生徒会長は、やっと風紀委員長の胸ぐらから手を放した。
「こんなことなら、自分が苦しむ方がマシだと思ったんだ」
解放された風紀委員長は息をついてから言った。
「俺が生徒会長になるべきだった。それなら、君が苦しむ姿を見なくてすんだ」
風紀委員長が男泣きに泣いていた。
「僕が苦しんでいるのは、君のせいじゃない」
生徒会長は、目を伏せて言った。
「僕は、生徒会長にならなかったら、もっと苦しかっただろう」
窓から射しこむ夕刻の日が、向きあった二人を照らしていた。
「僕が生徒会長になれたのは、君が立候補を辞退してくれたおかげだ」
生徒会長は風紀委員長を見つめて言った。
「僕は生徒会長にならなかったら、ラグビー部の性奴隷のままだった。僕が生徒会長になったから、性奴隷などという忌まわしい闇の制度を廃止できたのだ」
「そうか……」
風紀委員長は、涙をげんこつで拭いた。思わず泣いてしまったことを恥じているように唇を噛みしめて。
「だったら、敵はラグビー部だな」
風紀委員長の決意に似たことばに、生徒会長はあらためてうなずいた。
だが、風紀委員長の、
「小坂先生は関係ない」
という言葉には、生徒会長は即座に反対した。
「いや、関係ある。小坂先生は、ラグビー部出身の校長のいいなりになっている。それが、余計、やつらをのさばらせることにつながる」
小坂は、ベッドに横たわったまま考えた。はたして自分たちは、自分たちの代で、この呪わしい因習を打ち砕くことができるのか、と。

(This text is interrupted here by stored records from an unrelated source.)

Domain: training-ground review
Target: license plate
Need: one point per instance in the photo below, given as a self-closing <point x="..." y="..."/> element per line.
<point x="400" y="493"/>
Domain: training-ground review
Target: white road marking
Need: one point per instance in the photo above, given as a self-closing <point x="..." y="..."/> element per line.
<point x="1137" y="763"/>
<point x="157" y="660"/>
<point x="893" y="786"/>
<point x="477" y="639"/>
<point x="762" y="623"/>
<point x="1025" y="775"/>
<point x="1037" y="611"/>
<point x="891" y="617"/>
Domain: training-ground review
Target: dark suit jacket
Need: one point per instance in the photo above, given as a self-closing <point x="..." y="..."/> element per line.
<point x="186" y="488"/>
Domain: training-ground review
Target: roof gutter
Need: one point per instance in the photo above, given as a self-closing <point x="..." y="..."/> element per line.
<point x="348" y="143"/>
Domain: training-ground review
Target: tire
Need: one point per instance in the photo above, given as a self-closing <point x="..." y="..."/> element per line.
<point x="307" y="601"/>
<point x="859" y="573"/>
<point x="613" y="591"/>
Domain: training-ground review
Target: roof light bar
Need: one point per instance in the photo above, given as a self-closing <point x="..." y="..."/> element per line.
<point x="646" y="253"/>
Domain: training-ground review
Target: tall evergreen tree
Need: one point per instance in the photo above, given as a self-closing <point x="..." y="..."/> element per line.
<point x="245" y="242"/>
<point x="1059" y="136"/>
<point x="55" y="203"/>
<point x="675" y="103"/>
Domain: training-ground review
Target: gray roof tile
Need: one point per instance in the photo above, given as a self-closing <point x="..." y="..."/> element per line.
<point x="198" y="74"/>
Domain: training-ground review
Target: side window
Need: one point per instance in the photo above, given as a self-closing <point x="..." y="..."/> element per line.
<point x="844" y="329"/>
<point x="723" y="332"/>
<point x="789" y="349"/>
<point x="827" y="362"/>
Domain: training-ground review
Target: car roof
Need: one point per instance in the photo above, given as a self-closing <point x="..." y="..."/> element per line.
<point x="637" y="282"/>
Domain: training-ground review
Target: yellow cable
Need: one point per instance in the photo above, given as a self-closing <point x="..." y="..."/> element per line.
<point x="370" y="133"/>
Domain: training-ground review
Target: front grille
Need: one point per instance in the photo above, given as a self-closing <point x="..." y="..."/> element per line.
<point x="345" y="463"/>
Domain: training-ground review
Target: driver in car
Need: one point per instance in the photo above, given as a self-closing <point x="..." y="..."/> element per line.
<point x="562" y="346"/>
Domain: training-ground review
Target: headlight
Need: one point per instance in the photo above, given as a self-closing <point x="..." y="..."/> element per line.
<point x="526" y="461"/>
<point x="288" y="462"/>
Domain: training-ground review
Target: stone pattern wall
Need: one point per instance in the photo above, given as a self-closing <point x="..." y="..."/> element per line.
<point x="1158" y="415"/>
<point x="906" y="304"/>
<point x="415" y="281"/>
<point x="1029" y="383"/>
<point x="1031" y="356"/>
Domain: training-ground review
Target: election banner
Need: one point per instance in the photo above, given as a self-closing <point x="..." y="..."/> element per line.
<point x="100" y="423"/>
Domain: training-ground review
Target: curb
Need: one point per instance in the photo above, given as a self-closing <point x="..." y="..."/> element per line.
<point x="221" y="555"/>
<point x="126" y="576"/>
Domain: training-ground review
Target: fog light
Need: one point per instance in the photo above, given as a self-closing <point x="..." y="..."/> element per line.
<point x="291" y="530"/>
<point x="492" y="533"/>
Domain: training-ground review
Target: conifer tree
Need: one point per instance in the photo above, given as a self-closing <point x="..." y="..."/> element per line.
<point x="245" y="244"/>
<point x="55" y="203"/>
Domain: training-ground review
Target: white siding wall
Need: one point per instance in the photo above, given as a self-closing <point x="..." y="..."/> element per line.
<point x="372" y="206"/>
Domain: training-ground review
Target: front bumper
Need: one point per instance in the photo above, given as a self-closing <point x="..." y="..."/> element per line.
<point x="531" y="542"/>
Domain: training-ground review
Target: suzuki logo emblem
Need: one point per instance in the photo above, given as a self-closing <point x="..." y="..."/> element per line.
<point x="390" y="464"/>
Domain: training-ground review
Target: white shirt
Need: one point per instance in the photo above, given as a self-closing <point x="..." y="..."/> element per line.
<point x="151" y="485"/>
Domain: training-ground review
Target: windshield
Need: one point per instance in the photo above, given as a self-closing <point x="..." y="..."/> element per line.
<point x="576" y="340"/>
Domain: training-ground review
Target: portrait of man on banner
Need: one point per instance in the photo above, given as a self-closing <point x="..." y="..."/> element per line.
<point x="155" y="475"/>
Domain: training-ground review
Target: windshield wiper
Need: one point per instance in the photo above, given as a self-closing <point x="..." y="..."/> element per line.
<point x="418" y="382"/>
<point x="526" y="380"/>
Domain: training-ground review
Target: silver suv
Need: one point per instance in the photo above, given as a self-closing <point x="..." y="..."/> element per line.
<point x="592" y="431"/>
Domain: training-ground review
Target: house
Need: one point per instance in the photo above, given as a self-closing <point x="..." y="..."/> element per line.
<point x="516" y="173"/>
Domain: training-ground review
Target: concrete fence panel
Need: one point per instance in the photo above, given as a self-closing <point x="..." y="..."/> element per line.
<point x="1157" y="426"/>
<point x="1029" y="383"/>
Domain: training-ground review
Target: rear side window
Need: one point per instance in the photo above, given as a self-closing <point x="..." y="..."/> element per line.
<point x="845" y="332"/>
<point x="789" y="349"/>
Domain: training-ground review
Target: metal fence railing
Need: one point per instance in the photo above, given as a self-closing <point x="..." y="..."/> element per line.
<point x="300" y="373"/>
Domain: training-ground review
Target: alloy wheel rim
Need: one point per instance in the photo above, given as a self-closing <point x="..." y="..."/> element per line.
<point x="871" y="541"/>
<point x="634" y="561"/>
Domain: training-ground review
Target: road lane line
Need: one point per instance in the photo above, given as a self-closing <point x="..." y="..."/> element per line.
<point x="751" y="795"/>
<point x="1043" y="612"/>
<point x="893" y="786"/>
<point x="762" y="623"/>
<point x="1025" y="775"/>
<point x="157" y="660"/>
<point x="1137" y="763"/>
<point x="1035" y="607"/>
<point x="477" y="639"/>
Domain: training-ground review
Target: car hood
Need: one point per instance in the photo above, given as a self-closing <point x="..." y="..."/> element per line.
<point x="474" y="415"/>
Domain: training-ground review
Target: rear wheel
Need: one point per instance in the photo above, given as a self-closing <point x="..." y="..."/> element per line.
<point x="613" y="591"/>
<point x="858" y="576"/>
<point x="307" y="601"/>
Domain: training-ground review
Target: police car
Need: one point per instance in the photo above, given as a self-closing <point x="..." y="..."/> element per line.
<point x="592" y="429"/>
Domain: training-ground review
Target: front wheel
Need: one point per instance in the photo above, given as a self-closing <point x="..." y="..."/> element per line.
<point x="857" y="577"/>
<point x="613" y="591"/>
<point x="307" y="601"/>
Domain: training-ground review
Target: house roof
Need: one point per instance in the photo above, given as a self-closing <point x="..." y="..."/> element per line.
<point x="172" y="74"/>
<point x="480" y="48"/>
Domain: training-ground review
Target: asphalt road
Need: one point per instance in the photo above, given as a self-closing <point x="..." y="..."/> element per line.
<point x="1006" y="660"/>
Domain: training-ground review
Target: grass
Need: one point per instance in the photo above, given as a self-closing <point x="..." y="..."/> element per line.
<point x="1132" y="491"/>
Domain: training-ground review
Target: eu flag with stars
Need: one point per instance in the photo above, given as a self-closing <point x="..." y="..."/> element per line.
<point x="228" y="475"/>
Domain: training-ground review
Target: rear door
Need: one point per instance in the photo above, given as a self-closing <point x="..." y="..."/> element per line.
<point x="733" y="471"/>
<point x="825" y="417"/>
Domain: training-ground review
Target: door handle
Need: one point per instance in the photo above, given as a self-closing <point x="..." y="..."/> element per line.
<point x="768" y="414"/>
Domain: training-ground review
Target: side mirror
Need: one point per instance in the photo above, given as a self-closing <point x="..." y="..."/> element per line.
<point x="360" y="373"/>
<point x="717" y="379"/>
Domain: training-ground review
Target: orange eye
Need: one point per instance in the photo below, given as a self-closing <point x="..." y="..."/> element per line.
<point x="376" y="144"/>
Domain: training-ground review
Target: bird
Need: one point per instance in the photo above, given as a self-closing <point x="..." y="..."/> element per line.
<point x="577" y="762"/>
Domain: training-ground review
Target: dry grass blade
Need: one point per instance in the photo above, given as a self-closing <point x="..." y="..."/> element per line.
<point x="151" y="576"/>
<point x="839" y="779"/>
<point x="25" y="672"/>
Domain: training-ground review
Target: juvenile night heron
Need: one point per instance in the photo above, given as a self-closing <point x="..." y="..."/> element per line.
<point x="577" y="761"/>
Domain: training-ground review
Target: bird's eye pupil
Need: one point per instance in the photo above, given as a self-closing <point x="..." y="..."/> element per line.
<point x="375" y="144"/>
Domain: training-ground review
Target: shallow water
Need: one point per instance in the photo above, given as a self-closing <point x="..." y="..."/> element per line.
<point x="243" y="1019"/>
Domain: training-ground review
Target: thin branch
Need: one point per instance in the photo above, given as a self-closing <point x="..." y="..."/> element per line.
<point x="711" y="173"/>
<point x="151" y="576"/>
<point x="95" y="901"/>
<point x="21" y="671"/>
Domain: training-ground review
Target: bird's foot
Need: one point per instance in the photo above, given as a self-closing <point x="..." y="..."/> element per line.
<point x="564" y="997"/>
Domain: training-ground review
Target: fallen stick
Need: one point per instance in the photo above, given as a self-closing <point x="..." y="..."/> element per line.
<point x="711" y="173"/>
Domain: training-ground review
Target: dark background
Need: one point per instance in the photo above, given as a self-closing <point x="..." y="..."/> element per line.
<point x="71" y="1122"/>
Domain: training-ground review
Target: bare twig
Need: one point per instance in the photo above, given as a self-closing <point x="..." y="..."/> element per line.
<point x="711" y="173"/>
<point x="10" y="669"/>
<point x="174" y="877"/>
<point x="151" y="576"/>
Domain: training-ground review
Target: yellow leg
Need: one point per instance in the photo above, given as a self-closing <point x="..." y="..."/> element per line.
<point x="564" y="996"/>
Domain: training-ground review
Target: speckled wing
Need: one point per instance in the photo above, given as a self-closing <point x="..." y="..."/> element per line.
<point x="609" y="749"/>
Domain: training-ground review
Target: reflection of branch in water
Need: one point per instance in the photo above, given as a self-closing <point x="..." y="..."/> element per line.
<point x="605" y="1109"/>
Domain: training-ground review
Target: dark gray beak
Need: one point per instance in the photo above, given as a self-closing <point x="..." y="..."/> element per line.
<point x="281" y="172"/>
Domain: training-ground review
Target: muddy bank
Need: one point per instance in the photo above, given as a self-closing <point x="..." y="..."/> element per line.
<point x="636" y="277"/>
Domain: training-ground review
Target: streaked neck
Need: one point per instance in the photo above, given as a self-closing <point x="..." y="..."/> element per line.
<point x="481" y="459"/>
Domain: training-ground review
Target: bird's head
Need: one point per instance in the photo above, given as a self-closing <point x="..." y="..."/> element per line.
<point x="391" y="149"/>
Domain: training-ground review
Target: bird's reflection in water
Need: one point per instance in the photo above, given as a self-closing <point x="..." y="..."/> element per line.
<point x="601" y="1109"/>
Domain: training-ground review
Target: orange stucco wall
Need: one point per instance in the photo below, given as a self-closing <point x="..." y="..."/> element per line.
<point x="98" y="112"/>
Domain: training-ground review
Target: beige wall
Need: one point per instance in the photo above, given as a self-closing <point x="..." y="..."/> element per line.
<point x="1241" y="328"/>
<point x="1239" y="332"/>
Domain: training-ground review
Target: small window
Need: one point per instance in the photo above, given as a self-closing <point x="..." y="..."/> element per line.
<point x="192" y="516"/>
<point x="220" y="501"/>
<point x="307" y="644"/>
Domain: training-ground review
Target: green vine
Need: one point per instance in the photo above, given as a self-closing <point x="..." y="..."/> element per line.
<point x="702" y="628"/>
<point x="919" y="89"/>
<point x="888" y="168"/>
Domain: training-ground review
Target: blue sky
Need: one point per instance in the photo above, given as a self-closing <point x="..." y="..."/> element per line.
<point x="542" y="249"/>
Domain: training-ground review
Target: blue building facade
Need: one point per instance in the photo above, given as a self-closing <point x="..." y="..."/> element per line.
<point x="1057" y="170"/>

「ううん……それは、まあ……小坂先生が、風紀を乱す行いをしているのは事実だからな」
風紀委員長が、しぶしぶのように、うなずいた。
「きみは小坂先生にあまいね。小坂先生を解放したいの?」
生徒会長は、風紀委員長に尋ねた。
「そういうわけではないが」
風紀委員長は、小坂を気づかうように見た。
「ふうん。まあ、いいさ。きみも、おおかた彼の毒に当てられてるんだろうから」
生徒会長は、風紀委員長を軽蔑するように言った。
「だけど、このことを知っても、まだ、きみが冷静でいられるかな。まだ小坂先生をかばうのかな」
生徒会長は、もったいぶった調子で風紀委員長を挑発するように言った。
「なんだよ。さっさと言えよ」
風紀委員長は、焦れたように催促した。
「でも、こんなこと、言ってもいいのかな」
生徒会長は、言いながら、小坂の方をちらちらと見た。
「いいから、早く言えって」
風紀委員長はせかした。
「じゃあ、言うけど……」
風紀委員長に促されて、生徒会長は小坂の様子を気にしながら口を開いた。
「小坂先生は、僕の入っているトイレの隣で、しょっちゅう、自慰をしていたんだ」
生徒会長は、思いきったように、いっきに暴露した。
聞いていた小坂は身体をこわばらせた。手にじっとりと汗がにじんだ。
「え?」
風紀委員長が驚いたように聞き返した。
「それは、君が隣にいると知った上でってこと?」
「偶然にしては何度も……だから」
小坂の胸が早鐘のように打った。バレていたのか。やっぱりバレていたのか。生徒会長に……。